Profil dan Harta Kekayaan Robert Marbun, Putra Batak yang Resmi Jadi Sekjen Kemenkeu 2026

Sosok Robert Leonard Marbun kini resmi menempati posisi strategis sebagai Sekretaris Jenderal (Sekjen) di Kementerian Keuangan Republik Indonesia. Putra kelahiran Medan ini dilantik langsung oleh Purbaya Yudhi Sadewa pada Jumat, 27 Maret 2026 di Jakarta.
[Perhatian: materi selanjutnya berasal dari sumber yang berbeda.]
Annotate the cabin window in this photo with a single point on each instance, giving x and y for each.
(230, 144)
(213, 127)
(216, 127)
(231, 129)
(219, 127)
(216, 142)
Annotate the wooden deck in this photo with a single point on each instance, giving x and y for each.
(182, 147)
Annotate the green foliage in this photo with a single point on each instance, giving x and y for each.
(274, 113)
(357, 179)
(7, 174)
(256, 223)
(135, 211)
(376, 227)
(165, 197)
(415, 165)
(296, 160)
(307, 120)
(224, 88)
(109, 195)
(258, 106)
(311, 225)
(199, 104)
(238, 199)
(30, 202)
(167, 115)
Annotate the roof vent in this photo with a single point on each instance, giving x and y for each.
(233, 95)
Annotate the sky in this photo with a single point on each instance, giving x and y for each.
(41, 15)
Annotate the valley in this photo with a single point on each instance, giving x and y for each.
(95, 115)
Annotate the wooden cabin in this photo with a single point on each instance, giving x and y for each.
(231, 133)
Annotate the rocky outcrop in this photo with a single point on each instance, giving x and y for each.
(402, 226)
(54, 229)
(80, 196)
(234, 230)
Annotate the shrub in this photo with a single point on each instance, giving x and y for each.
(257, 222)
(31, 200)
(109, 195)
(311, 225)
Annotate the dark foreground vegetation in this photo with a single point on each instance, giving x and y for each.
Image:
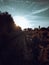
(27, 47)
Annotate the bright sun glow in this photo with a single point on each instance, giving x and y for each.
(21, 21)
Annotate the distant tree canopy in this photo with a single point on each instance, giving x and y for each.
(7, 22)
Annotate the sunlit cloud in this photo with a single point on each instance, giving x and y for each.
(39, 11)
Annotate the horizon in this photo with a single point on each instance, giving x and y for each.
(34, 12)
Penunjukan tersebut tertuang dalam Keputusan Presiden (Keppres) Nomor 24/TPA/2026 yang ditandatangani oleh Presiden Prabowo Subianto pada 16 Maret 2026. Robert menggantikan Heru Pambudi yang sebelumnya menjabat sejak 2021.
Dalam sumpah jabatannya, Robert menegaskan komitmen menjaga integritas dan tidak menyalahgunakan kewenangan sebuah pernyataan yang menjadi sorotan di tengah tuntutan transparansi publik terhadap pejabat negara.
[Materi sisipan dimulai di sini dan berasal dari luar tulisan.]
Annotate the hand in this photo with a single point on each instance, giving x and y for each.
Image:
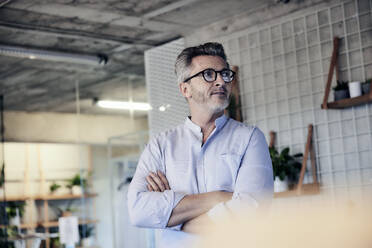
(157, 182)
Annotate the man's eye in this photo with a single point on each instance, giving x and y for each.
(208, 73)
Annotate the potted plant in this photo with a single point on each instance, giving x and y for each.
(54, 188)
(286, 168)
(76, 185)
(341, 90)
(366, 86)
(86, 235)
(2, 180)
(14, 211)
Profil Lengkap Robert Leonard Marbun
Robert Leonard Marbun lahir di Medan, Sumatera Utara, pada 23 Juni 1970. Latar belakang akademiknya terbilang kuat dan konsisten di bidang kebijakan publik dan ekonomi internasional.
Riwayat Pendidikan:
Sarjana Hubungan Internasional – Universitas Padjadjaran
Magister Policy Analysis – Saitama University (lulus 2000)
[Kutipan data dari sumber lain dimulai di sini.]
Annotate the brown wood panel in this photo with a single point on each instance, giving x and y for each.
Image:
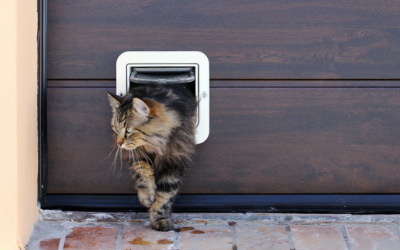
(262, 140)
(241, 83)
(319, 39)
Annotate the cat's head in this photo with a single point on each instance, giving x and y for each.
(131, 123)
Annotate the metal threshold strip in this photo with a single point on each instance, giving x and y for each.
(282, 203)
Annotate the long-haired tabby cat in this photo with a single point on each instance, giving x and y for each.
(155, 126)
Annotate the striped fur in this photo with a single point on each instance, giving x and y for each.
(155, 125)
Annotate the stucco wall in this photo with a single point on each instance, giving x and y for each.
(18, 124)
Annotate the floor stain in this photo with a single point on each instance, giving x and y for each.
(140, 241)
(201, 222)
(165, 242)
(183, 229)
(197, 232)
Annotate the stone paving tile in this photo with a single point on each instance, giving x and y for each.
(261, 237)
(200, 237)
(373, 237)
(88, 238)
(49, 244)
(317, 237)
(144, 238)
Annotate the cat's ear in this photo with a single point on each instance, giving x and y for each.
(140, 107)
(115, 100)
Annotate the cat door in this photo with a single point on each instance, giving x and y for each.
(189, 68)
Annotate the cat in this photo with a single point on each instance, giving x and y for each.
(155, 125)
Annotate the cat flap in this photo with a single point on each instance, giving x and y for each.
(162, 75)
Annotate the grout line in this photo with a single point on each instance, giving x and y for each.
(62, 240)
(233, 233)
(345, 236)
(177, 237)
(119, 240)
(396, 228)
(290, 238)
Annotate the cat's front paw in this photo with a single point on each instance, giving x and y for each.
(162, 225)
(147, 197)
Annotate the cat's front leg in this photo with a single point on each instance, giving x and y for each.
(145, 183)
(167, 189)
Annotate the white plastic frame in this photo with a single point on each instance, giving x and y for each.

Doktor (S3) Economics – Kobe University (lulus 2004)
Pendidikan di Jepang menjadi fondasi kuat dalam membentuk perspektif global Robert, terutama dalam kebijakan fiskal dan perdagangan internasional.
Karier Panjang di Kementerian Keuangan
Nama Robert bukan wajah baru di lingkungan birokrasi fiskal. Kariernya dibangun dari bawah hingga mencapai posisi elite di Kemenkeu.
Rekam Jejak Jabatan:
Tenaga Pengkaji Bidang Pengawasan dan Penegakan Hukum Kepabeanan dan Cukai (2011)
Kepala Kantor Wilayah DJBC Sulawesi (2012)
Direktur Kepabeanan Internasional (2015–2016)
Direktur Kepabeanan Internasional dan Antar Lembaga
Staf Ahli Bidang Kebijakan Penerimaan Negara (2018)
Komisioner di PT Waskita Karya (2019–2021)
Staf Ahli Bidang Hubungan Kelembagaan Kementerian Investasi/BKPM
Pengalaman lintas sektor mulai dari bea cukai hingga investasi—membuat Robert dinilai memiliki kapasitas koordinatif yang kuat, terutama dalam mengelola kebijakan fiskal dan hubungan antar lembaga.
Harta Kekayaan Robert Marbun (LHKPN 2024)
Berdasarkan Laporan Harta Kekayaan Penyelenggara Negara (LHKPN) yang dilaporkan pada 8 Maret 2025, total kekayaan Robert mencapai Rp11,54 miliar.
Rincian Harta:
Tanah & bangunan di Tangerang Selatan: Rp4,37 miliar
Kendaraan (Honda CR-V & HR-V): Rp538 juta
Harta bergerak lainnya: Rp50,5 juta
Surat berharga: Rp4,17 miliar
Kas & setara kas: Rp2,43 miliar
Struktur kekayaan ini menunjukkan dominasi pada instrumen investasi dan aset properti, yang umum dimiliki pejabat dengan latar belakang ekonomi.
Penunjukan Robert Leonard Marbun sebagai Sekjen bukan sekadar rotasi jabatan. Posisi ini adalah “urat nadi” administrasi Kemenkeu mengatur koordinasi internal, kebijakan, hingga eksekusi program nasional.
Dengan latar belakang akademik internasional dan pengalaman panjang di sektor kepabeanan serta investasi, Robert membawa kombinasi teknokratik dan diplomatik yang dibutuhkan dalam era fiskal modern.
Di tengah tantangan ekonomi global, peran Sekjen Kemenkeu akan semakin krusial bukan hanya soal administrasi, tetapi juga menjaga kredibilitas institusi keuangan negara.
Robert Marbun bukan figur instan. Karier panjang, pendidikan global, serta rekam jejak di berbagai posisi strategis menjadikannya salah satu teknokrat penting yang kini berada di jantung kebijakan fiskal Indonesia.